When looking at the longer time series, you can see there are a number of years in which there’s a pullback in the data. However, these peaks and troughs appear to occur at such irregular intervals that it becomes hard to define them as cyclical periods and/or to define the duration of such cycles if they do exist.
aus_production %>%
autoplot(Bricks) +
labs(title = "Time Series of Australian Brick Production")

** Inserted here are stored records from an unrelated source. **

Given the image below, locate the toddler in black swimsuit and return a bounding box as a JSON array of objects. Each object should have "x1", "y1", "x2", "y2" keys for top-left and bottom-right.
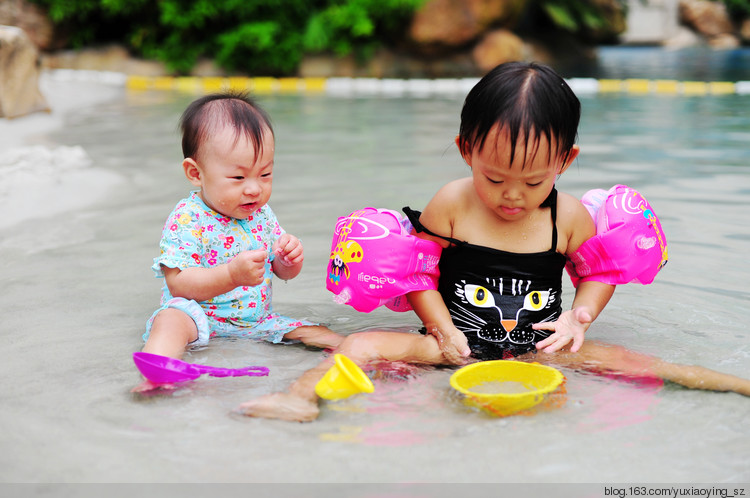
[{"x1": 240, "y1": 63, "x2": 750, "y2": 421}]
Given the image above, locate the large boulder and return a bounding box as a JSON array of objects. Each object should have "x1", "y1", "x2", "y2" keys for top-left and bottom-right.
[
  {"x1": 472, "y1": 29, "x2": 523, "y2": 74},
  {"x1": 408, "y1": 0, "x2": 527, "y2": 52},
  {"x1": 0, "y1": 26, "x2": 49, "y2": 118},
  {"x1": 678, "y1": 0, "x2": 738, "y2": 48},
  {"x1": 0, "y1": 0, "x2": 57, "y2": 50}
]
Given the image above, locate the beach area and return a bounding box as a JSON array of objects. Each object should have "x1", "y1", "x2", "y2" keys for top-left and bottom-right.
[{"x1": 0, "y1": 72, "x2": 750, "y2": 497}]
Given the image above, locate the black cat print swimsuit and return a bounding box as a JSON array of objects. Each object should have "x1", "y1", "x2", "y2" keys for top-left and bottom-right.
[{"x1": 404, "y1": 188, "x2": 566, "y2": 360}]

## Warning: Removed 20 rows containing missing values (`geom_line()`).
aus_production %>%
gg_season(Bricks)
## Warning: Removed 20 rows containing missing values (`geom_line()`).
aus_production %>%
gg_subseries(Bricks)
## Warning: Removed 5 rows containing missing values (`geom_line()`).
aus_production %>%
gg_lag(Bricks)
## Warning: Removed 20 rows containing missing values (gg_lag).
aus_production %>%
ACF(Bricks) %>%
autoplot()
The data has exhibited a strong positive trend up until the peak in
1980, and has sense been operating at a monthly negative trend. For the
most part the data has demonstrated seasonal behavior, with the
production seeing it’s peack in Q3 and it’s nadir in Q1. Additionally
the data seems to suggest the presence of cyclicality.
pelt %>%
autoplot(Hare) +
labs(title = "Time Series of Snowshoe Hare Trading by Hudson Bay Company",
subtitle = "1845 - 1935")
#pelt %>% gg_season(Hare, period="year")
pelt %>%
gg_subseries(Hare)
pelt %>%
gg_lag(Hare)
pelt %>%
ACF(Hare) %>%
autoplot()
When looking at the Snowshoe Hare data, we were unable to view
seasonality trends given that the data was not broken down into
intra-year seasonal periods (e.g. days, weeks, months, quarter, etc.).
However, while there is no evidence of an overall trends, the data is
definitely cyclcal. When looking at the ACF plot, we see that the
cyclicality appears to take place over a 10 year period - with the data
seeing a peak everry 10 years, and the data is also seeing troughts
5-years later, that are occurring every 10-years as well.
PBS %>%
filter(ATC2 == "H02") %>%
autoplot(Cost) +
labs(title = "Time Series of Australian Monthly Medicare Prescription Cost",
subtitle = "Limited to H02 Anatomical Therapeutic Chemical Index")
PBS %>%
filter(ATC2 == "H02") %>%
gg_season(Cost)
PBS %>%
filter(ATC2 == "H02") %>%
gg_subseries(Cost)
#PBS %>%
# filter(ATC2 == "H02") %>%
# gg_lag(Cost)
PBS %>%
filter(ATC2 == "H02") %>%
ACF(Cost) %>%
autoplot()
us_gasoline %>%
autoplot(Barrels) +
labs(title = "TIme Series of US Finished Motor Gasoline Supplied")
us_gasoline %>%
gg_season(Barrels)
us_gasoline %>%
gg_subseries(Barrels)
us_gasoline %>%
gg_lag(Barrels)
us_gasoline %>%
ACF(Barrels) %>%
autoplot()
The general trend was positive up until the early 2000s, before declining and then rising again. However, it appears that we are at the beginnings of a decline.